I have an old project with Java backend on Spring version 4.3.4.RELEASE and Spring security version 4.2.2.RELEASE. There is no way to update the libraries, I have to work with what there is. The project is not REST API, does not have RestController nor WebMvcConfigurer. So, I configured cors as was suggested here :
@EnableWebSecurity
@Configuration
public class SecurityConfiguration extends WebSecurityConfigurerAdapter {
protected SecurityConfiguration() {
super();
}
@Override
protected void configure(HttpSecurity httpSecurity) throws Exception {
httpSecurity
// we don't need CSRF because our token is invulnerable
.csrf().disable()
// don't create session
.sessionManagement().sessionCreationPolicy(SessionCreationPolicy.STATELESS).and()
.authorizeRequests()
// allow anonymous resource requests
.antMatchers(HttpMethod.GET,
"/",
"/*.html",
"/favicon.ico",
"/**/*.html",
"/**/*.css",
"/**/*.js")
.permitAll()
.antMatchers(HttpMethod.POST, "/rpc/*").permitAll()

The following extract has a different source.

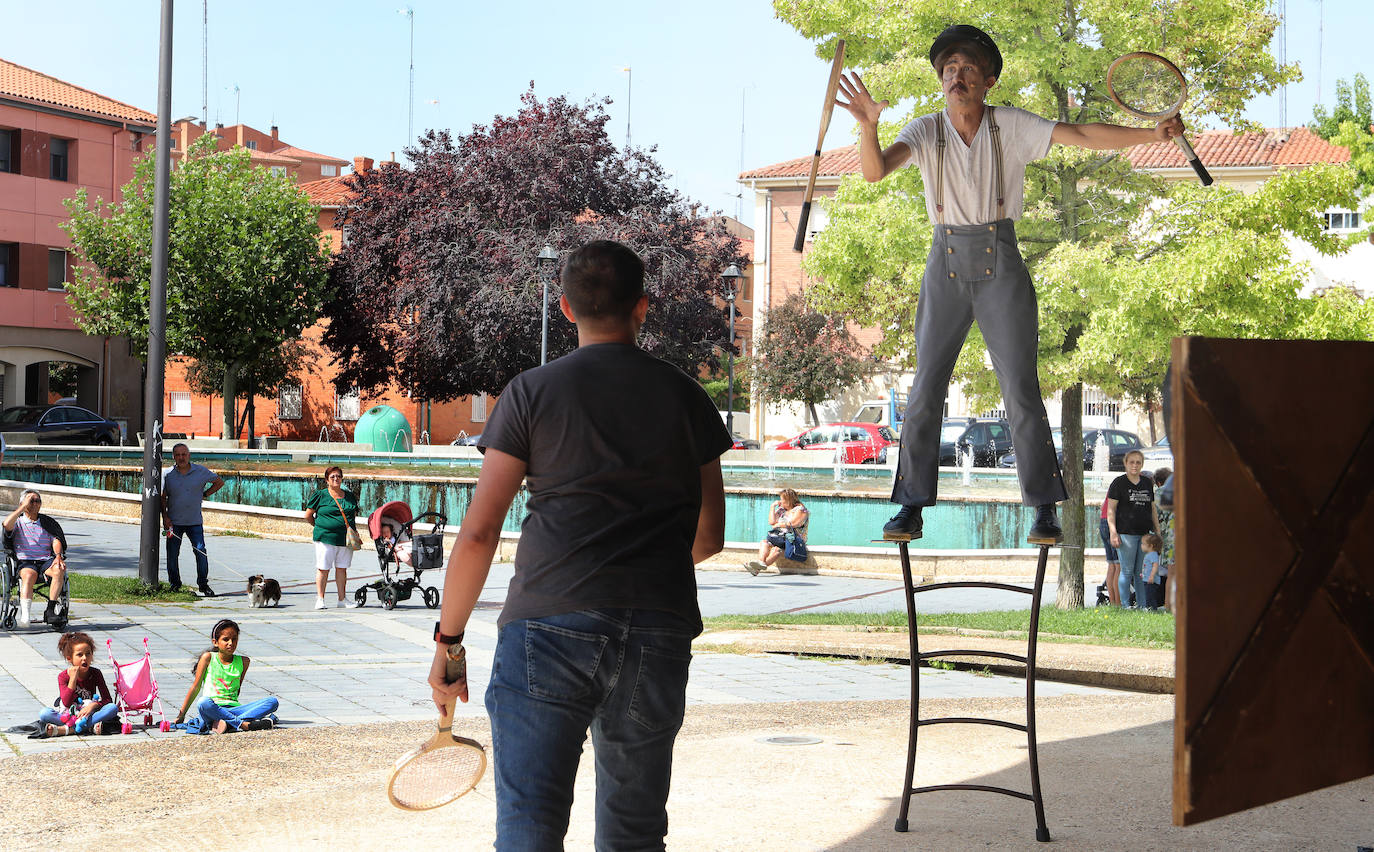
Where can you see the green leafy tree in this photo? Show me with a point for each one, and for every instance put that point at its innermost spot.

.anyRequest().permitAll();
httpSecurity.addFilterBefore(new CorsFilter(), ChannelProcessingFilter.class);
// disable page caching
httpSecurity.headers().cacheControl();
}
}
The Cors filter:
@Component
@Order(Ordered.HIGHEST_PRECEDENCE)
public class CorsFilter extends OncePerRequestFilter {
private static final org.slf4j.Logger logger = org.slf4j.LoggerFactory.getLogger(CorsFilter.class);
@Override
protected void doFilterInternal(HttpServletRequest request, HttpServletResponse response, FilterChain filterChain) throws ServletException, IOException {
logger.error("CORS filter: " + request.getMethod());
response.setHeader("Access-Control-Allow-Origin", "*");
response.setHeader("Access-Control-Allow-Methods", "GET, POST, PUT, DELETE, OPTIONS");
response.setHeader("Access-Control-Max-Age", "3600");
response.setHeader("Access-Control-Allow-Headers", "Content-Type, Access-Control-Allow-Headers, Authorization, X-Requested-With, xsrf-token");
response.addHeader("Access-Control-Expose-Headers", "xsrf-token");
if ("OPTIONS".equals(request.getMethod())) {
response.setStatus(HttpServletResponse.SC_OK);
} else {
filterChain.doFilter(request, response);
}
}
}
In web.xml after all context-param and before listerenrs (that is the only filter in the app):
<filter>
<filter-name>springSecurityFilterChain</filter-name>
<filter-class>web.servlet.response.CorsFilter
</filter-class>
</filter>
<filter-mapping>
<filter-name>springSecurityFilterChain</filter-name>
<url-pattern>/*</url-pattern>
</filter-mapping>
I run the back end on localhost:8080 and front end on localhost:8081 However, when I try to send a POST request with application/json inside, there is an error in the browser console
Access to XMLHttpRequest at 'http://localhost:8080/rpc' from origin 'http://localhost:8081' has been blocked by CORS policy: Response to preflight request doesn't pass access control check: No 'Access-Control-Allow-Origin' header is present on the requested resource.
Also, I would expect to see log "CORS filter: POST" on the back end, which I put there to check if it would make it to the filter, but there is no such log.
Please, any suggestions on why is it not working? I need to stick to application/json in requests, and there is also an Authorization header sometimes in the app, so can't avoid cors completely. Can this be an Angular 2 issue?